Arizona Democrats held a small but shrinking lead over their Republican rivals in the U.S. Senate and state government races on Thursday, in results that could determine control of the House and rules for the 2024 election. a crucial state in electoral terms.

Two days after the vote, no results have been announced and some 600,000 ballots remain to be counted, roughly a quarter of the total cast.

The lengthy count of votes has for years been a hallmark of elections in Arizona, where the vast majority of ballots are cast via mail and many people wait until the last minute to cast them. But as the state has ceased to be a GOP stronghold, the delays have increasingly become a source of national anxiety for stakeholders.

After taking the lead on election night itself, when the first returned ballots had just been counted, the Democrats’ lead was shrinking by the hour. On Thursday morning, Democrats led the Senate, governor and secretary of state races, while the race for attorney general was tied. It could be several days before it becomes clear who won some of the closest contests.

With Republicans still on the hunt, it was unclear whether the stronger-than-expected turnout for Democrats in much of the United States would spill over to Arizona, a longtime Republican stronghold that became an electoral battleground during the Donald Trump’s presidency.

The Republican Party brought a list of candidates who won the endorsement of Trump after falsely claiming that the elections against Joe Biden were fraudulent.

Democrats had margins of about 5 points in the Senate and Secretary of State races, but with so many pending ballots, the races are too close to declare a winner.

In the race for attorney general, Republican Abraham Hamadeh led Democrat Kris Mayes.

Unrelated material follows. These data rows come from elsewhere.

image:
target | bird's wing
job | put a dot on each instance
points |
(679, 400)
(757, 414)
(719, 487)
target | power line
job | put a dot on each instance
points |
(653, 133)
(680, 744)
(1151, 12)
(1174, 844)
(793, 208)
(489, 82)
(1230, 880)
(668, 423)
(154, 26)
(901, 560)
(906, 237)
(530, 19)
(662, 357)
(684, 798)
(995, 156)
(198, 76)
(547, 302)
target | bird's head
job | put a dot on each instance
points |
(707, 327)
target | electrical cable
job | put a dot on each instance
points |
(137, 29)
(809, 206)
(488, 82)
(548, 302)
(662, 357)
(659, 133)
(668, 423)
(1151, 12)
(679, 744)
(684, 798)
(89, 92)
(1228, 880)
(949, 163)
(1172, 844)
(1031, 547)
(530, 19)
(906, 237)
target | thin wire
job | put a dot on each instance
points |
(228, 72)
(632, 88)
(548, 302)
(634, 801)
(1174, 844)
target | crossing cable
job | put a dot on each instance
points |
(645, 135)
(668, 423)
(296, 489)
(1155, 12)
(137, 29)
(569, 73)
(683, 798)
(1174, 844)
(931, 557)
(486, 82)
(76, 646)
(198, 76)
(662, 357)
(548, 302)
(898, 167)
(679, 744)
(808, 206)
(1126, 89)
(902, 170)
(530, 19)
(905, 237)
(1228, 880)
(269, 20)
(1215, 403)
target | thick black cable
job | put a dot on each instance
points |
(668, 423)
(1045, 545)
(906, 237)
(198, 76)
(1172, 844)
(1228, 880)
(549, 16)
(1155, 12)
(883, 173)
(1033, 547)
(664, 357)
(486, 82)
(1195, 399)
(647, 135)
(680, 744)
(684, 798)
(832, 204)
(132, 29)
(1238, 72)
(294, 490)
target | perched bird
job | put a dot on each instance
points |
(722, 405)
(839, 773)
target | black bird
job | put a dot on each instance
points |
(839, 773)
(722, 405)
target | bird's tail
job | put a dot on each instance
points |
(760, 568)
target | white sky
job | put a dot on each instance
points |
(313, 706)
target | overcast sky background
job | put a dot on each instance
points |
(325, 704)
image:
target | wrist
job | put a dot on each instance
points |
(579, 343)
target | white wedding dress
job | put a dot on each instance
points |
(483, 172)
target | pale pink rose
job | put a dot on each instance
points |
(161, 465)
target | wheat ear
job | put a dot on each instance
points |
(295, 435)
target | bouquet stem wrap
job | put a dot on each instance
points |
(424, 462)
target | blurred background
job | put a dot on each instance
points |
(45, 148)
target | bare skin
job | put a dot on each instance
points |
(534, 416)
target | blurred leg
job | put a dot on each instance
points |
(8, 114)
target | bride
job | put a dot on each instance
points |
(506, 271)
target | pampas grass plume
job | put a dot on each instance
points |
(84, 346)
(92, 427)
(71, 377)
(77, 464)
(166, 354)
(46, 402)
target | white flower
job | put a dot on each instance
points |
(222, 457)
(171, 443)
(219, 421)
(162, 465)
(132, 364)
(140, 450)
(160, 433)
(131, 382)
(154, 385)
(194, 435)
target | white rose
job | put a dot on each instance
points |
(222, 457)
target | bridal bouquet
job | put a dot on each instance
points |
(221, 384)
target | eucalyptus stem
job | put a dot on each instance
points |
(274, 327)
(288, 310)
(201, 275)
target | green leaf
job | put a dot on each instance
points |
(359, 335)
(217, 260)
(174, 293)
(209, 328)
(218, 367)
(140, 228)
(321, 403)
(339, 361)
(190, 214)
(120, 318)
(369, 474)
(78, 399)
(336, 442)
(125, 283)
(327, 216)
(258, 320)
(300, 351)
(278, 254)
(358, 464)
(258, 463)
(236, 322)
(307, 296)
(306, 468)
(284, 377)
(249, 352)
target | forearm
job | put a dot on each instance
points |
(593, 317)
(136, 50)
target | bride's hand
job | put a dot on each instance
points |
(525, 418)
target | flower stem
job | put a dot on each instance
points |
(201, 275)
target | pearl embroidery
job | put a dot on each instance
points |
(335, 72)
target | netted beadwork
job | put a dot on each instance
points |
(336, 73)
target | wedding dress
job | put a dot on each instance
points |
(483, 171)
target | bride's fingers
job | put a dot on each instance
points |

Meanwhile, authorities in Maricopa County, the state’s most populous county, said some 17,000 ballots were affected by a printing error that prevented tellers from reading some votes, a problem that delayed voting in some places and angered voters. Republicans who had a strong turnout on Election Day. County officials said all ballots will be counted but did not give a timeframe for doing so.

The cause remains a mystery.

“There are no perfect elections. Yesterday was not a perfect election,” Bill Gates, chairman of the county board of supervisors, told reporters. “We will learn from it and do better.”